けれども、「血」という言葉が出てこなければ全く役に立たない。意味のないことです。血を注ぎ出すことがなければ罪の赦しはない。
イエス様が十字架で血を流された時に、主なる神はその御心を満足されました。「私は血を見るならば災いをくださずに、通り過ぎる。」、意味は、「私は私の子、イエス・キリストの血を見ると満足する。」と、父は言われました。これこそが、私達が知らなければならない永遠に変わらない事実です。

私達はイエス様を信じて救われる前に、我々の良心は曇って死んだようなものでした。けれども今、イエス様を信じる者として、不従順なときそれは私達の良心に敏感に響いてきます。
そのような時、私達は自分ばかりを見つめイエス様の血の価値を忘れてしまい、がっかりしてしまいます。私達の罪は、イエス様の血潮より大きいかのように考えてしまいます。

私達はどうしてそんなことになってしまうのでしょうか。私達は何かこの身に感じたいのです。そしてその感じ方によって、イエス様の血潮の価値を判断したいのではないでしょうか。いうまでもなくそれはたいへんな誤りです。
血潮はまず父なる神のために流されました。イエス様の血が、父なる神にとってどんなに全き価値を持っているかを知る必要があります。私達の感じることは大切なのではない。主の御言葉を信じることこそが大切です。
わかったからではない。書かれているからです。私達はイエス様の血潮の価値を知らなければならない。

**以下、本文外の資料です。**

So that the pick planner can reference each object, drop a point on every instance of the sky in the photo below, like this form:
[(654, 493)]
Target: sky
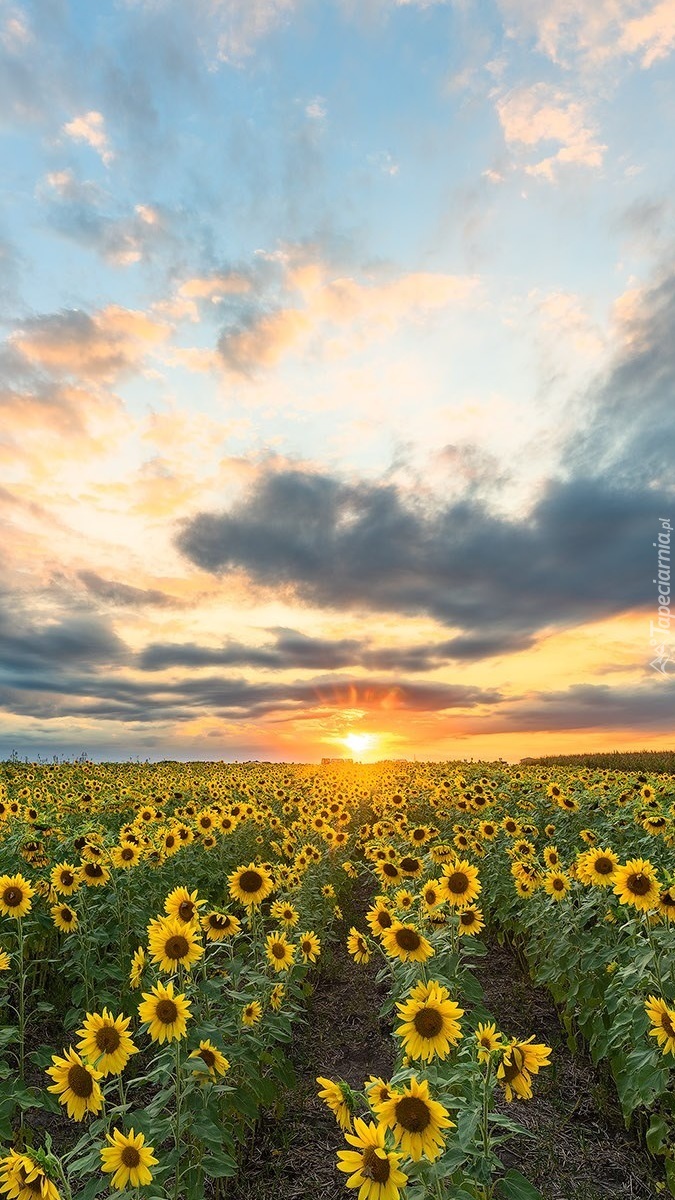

なぜならペテロは書いたのです。

ペテロの手紙第I、1:18-19
18ご承知のように、あなたがたが先祖から伝わったむなしい生き方から贖い出されたのは、銀や金のような朽ちる物にはよらず、
19傷もなく汚れもない小羊のようなキリストの、尊い血によったのです。

主なる神が、御子イエス様の血が人間の罪を取り除くのに十分である、そう言っておられるから、私達は聖なる神と人間を隔てる壁が全く取り除かれていることを信じることができるのです。
主なる神は聖であり義であられます。その主なる神が、血潮はすべての罪を覆うために十分であると言っておられます。

イエス様の流された血の働きを、罪の壁の廃棄について考えてきました。すなわちイエス様との交わりは可能となったという事実について考えて参りました。
今度は第二番目の点について、罪の赦しの結果について考えたいと思います。イエス様の血と、父なる神のご臨在のうちに入ることの関係について考えてみたいと思います。
私達はイエス様の血をよく知るならば、我々の良心の呵責は消えてなくなるのです。父なる神はイエス様の血を心から満足されました。このイエス様の血は我々にも十分であるはずです。

ヘブル人への手紙10:22
22そのようなわけで、私たちは、心に血の注ぎを受けて邪悪な良心をきよめられ、からだをきよい水で洗われたのですから、全き信仰をもって、真心から神に近づこうではありませんか。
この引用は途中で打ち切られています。